Adolescence is a time when children develop their independence and make decisions for themselves. Let your son/daughter know that you are trusting him/her to make a wise choice in a given situation and it’s more likely that they will. A teenager who is not allowed to make decisions for him/herself may try to take control in dramatic fashion and make more serious mistakes.
Try not to interrogate your teenager about their friends … the best way to learn about their friends is to have an open door and get to know them yourself. This may mean stocking your fridge and pantry with snacks you know they like and giving them access to your stereo. You can set the rules – if they make a mess, they clean it up – but make your home a place they like to come to.
What if I don’t like my teenager’s friends?

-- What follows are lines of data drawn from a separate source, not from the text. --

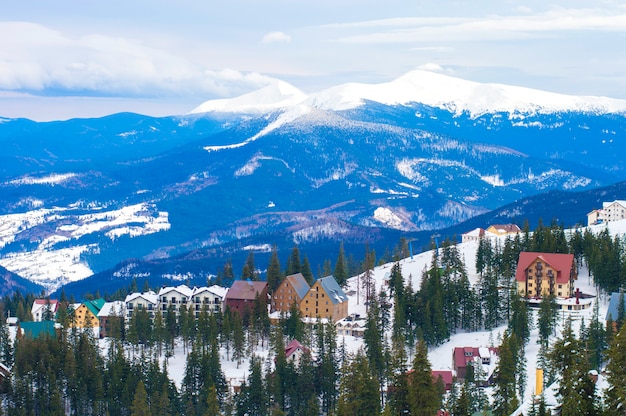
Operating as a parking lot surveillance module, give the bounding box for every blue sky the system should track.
[0,0,626,120]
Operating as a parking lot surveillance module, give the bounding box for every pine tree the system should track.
[493,331,519,416]
[363,297,387,402]
[408,341,441,416]
[333,241,348,287]
[232,313,246,368]
[605,328,626,415]
[285,246,302,276]
[337,351,381,416]
[203,384,221,416]
[537,295,558,347]
[266,245,283,293]
[300,255,313,285]
[130,381,151,416]
[241,250,259,280]
[509,292,531,344]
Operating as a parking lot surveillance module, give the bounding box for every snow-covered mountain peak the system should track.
[190,81,307,114]
[192,70,626,116]
[307,70,626,116]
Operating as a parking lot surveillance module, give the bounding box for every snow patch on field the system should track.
[0,203,170,290]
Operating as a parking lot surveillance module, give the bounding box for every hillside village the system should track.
[1,201,626,415]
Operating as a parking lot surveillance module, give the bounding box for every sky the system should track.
[0,0,626,121]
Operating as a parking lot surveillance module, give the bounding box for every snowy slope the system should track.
[190,81,307,114]
[191,70,626,116]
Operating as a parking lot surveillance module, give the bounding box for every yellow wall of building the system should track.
[73,304,100,328]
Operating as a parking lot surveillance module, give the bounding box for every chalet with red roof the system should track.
[485,224,522,237]
[432,370,454,391]
[515,252,577,298]
[452,347,497,382]
[30,299,59,322]
[224,280,267,316]
[285,339,311,366]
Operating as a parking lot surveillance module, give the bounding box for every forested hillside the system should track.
[0,224,626,416]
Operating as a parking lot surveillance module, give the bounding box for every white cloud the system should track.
[0,22,272,97]
[417,62,447,72]
[333,8,626,43]
[261,32,291,43]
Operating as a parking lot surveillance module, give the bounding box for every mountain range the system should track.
[0,71,626,296]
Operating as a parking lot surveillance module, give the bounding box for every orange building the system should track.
[271,273,311,312]
[300,276,348,322]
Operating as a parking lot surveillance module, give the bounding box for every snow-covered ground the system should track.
[114,220,626,414]
[0,203,170,292]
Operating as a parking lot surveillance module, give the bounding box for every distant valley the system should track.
[0,69,626,291]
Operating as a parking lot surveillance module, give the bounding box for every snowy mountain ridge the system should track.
[190,70,626,117]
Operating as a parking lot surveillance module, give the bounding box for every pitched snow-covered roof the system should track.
[226,280,267,300]
[602,199,626,208]
[487,224,522,234]
[462,227,485,237]
[192,285,228,299]
[317,276,348,305]
[98,300,126,318]
[159,285,193,298]
[281,273,311,299]
[515,251,574,283]
[124,291,159,305]
[285,339,310,358]
[30,299,59,316]
[604,292,626,321]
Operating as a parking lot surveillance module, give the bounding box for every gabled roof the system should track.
[98,300,126,318]
[159,285,193,298]
[82,298,106,316]
[192,285,228,299]
[285,339,311,358]
[602,199,626,208]
[226,280,267,300]
[515,251,574,283]
[487,224,522,234]
[30,299,59,313]
[453,347,495,368]
[431,370,452,386]
[20,321,56,339]
[281,273,311,299]
[317,276,348,305]
[209,285,228,299]
[462,227,485,237]
[124,291,159,305]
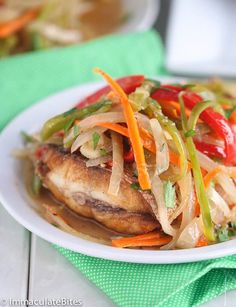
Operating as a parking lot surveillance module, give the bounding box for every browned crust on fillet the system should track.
[37,145,159,234]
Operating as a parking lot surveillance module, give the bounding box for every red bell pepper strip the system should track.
[194,139,226,159]
[183,92,236,163]
[76,75,144,109]
[152,88,236,164]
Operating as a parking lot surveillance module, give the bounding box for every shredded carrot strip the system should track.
[112,231,171,247]
[95,68,151,190]
[0,8,39,38]
[196,236,208,247]
[75,120,188,170]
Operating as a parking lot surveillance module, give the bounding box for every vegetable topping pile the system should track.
[22,68,236,249]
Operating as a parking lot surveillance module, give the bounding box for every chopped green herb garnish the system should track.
[164,181,175,208]
[184,129,196,138]
[160,143,165,152]
[100,148,108,156]
[142,79,161,94]
[216,222,236,242]
[73,125,80,138]
[217,228,229,242]
[63,108,77,117]
[130,182,140,190]
[20,131,35,144]
[182,83,196,89]
[64,116,76,133]
[92,132,101,150]
[224,106,236,119]
[133,170,138,178]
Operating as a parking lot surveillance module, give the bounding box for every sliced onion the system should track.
[135,112,151,132]
[195,134,224,148]
[171,172,195,224]
[80,134,112,159]
[151,173,176,236]
[86,155,112,167]
[207,186,230,224]
[70,127,107,152]
[161,172,195,250]
[79,112,125,131]
[150,118,170,175]
[176,217,203,248]
[108,132,124,195]
[197,151,236,204]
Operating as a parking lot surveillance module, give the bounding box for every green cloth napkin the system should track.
[0,31,236,307]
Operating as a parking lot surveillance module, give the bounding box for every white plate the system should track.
[0,83,236,263]
[166,0,236,78]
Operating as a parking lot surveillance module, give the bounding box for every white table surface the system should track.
[0,206,236,307]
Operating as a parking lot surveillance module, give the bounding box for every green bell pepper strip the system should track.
[188,100,214,130]
[41,100,112,141]
[179,93,215,241]
[145,99,188,181]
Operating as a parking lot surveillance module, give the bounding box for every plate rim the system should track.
[0,77,236,264]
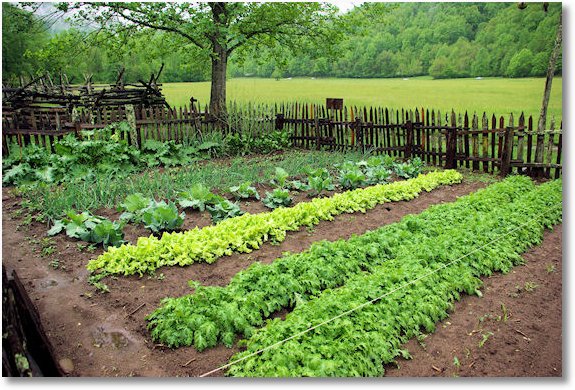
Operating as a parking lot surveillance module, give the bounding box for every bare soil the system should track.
[2,178,562,377]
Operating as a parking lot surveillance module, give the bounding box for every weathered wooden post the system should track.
[404,120,413,160]
[499,126,513,177]
[126,104,142,149]
[353,115,365,153]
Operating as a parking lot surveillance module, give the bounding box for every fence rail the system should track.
[2,103,563,177]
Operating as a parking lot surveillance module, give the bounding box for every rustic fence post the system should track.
[313,106,321,150]
[499,126,513,177]
[276,114,284,130]
[445,127,457,169]
[354,115,365,153]
[126,104,142,149]
[404,120,413,160]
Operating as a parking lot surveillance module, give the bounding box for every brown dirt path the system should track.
[2,182,561,377]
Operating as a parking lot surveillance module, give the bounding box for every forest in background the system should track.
[2,3,562,83]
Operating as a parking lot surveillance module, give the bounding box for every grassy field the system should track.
[163,77,562,118]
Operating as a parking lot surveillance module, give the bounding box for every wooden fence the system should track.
[2,104,275,155]
[2,103,563,177]
[276,104,563,178]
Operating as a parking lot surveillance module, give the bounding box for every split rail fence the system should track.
[2,103,563,178]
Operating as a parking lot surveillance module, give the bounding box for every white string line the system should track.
[199,202,563,378]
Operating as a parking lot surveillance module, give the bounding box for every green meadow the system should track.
[163,77,562,120]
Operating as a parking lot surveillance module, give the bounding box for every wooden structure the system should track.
[2,266,63,377]
[2,64,169,110]
[276,103,563,178]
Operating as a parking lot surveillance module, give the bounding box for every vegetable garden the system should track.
[3,123,562,377]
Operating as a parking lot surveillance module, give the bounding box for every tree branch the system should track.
[86,3,205,49]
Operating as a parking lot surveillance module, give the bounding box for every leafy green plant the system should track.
[394,157,423,179]
[178,183,225,211]
[339,167,366,189]
[48,211,125,248]
[230,181,260,200]
[118,192,150,222]
[366,166,392,185]
[207,199,243,223]
[226,181,563,377]
[453,356,461,368]
[146,177,544,347]
[142,201,186,233]
[262,188,293,209]
[270,167,289,188]
[88,170,464,275]
[287,180,310,191]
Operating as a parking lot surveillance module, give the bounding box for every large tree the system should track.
[58,2,337,118]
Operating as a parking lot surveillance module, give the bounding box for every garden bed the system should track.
[3,173,561,376]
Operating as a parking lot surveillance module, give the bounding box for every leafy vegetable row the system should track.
[227,180,562,377]
[87,170,462,276]
[144,176,535,350]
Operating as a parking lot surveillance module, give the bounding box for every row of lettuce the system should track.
[48,156,423,248]
[144,177,562,377]
[87,170,462,276]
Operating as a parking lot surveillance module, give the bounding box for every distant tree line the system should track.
[2,3,562,82]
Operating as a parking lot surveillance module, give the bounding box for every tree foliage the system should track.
[2,3,561,82]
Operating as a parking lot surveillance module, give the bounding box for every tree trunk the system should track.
[210,42,228,122]
[533,15,563,177]
[537,16,563,132]
[210,2,230,129]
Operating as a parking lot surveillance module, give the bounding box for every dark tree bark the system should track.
[537,16,563,132]
[209,2,230,124]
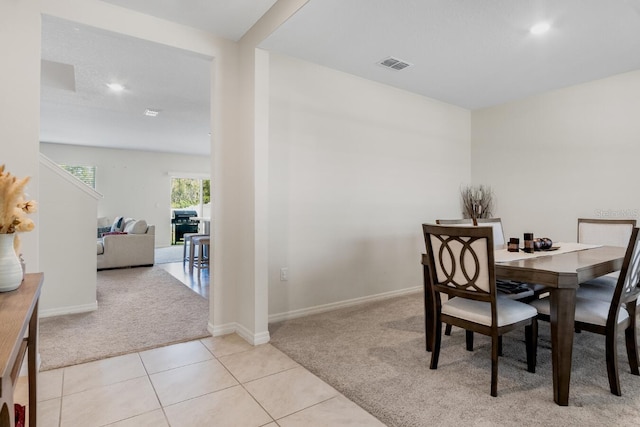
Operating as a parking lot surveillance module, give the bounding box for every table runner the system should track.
[494,242,602,262]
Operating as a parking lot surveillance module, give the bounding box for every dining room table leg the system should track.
[422,264,433,351]
[550,288,576,406]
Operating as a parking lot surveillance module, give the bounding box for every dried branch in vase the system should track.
[460,185,493,219]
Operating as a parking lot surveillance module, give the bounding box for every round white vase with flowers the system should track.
[0,165,36,292]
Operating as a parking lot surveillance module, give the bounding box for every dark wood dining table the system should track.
[422,246,626,406]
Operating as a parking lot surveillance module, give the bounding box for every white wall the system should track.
[471,71,640,241]
[0,1,40,273]
[40,143,211,247]
[39,158,100,317]
[269,54,471,319]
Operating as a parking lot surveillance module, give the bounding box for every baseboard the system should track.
[269,286,423,323]
[207,322,271,345]
[38,301,98,318]
[207,286,423,345]
[207,322,236,337]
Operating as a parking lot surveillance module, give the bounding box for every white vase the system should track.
[0,233,23,292]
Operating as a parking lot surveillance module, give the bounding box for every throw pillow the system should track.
[111,216,124,231]
[129,219,147,234]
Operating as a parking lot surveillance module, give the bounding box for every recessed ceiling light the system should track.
[107,83,124,92]
[529,22,551,35]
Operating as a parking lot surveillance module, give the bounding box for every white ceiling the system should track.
[41,0,640,154]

Don’t expect to like all your teenager’s friends – do they like all of yours? Focus on their close friends rather than the larger circle they may socialise with. Try not to judge hastily and do look beyond the superficial. Be firm on courtesy and the way the teenagers treat others, but be relaxed about dyed hair, jewellery and clothing.
Avoid criticising your teen’s friends. He/she may feel this is as an attack on his own judgment and may resort to secrecy.
If you think there is cause for serious concern, then seek professional advice.
What if my teenager has no friends?
Open communication is very important if your teen is feeling socially isolated. Look for signals that he/she wants to talk about it. You may like to raise situations you faced at their age as a starting point for discussion but do not force the issue.
Try to put some perspective on the situation. Let your teen know that you understand they are hurting but reassure him/her that they are not alone and not abnormal – many teenagers go through the same thing.
Teens want support, but not interference. Share your experience and information and help your teen come up with ideas to improve the situation – maybe through exploring an interest in an extracurricular group or club.
Watch for depression: be observant of your teen’s mood and watch for signs of depression such as withdrawal, declining school performance, mood swings, sadness and sleep changes. If you notice a significant change of behaviour or attitude, then seek professional advice.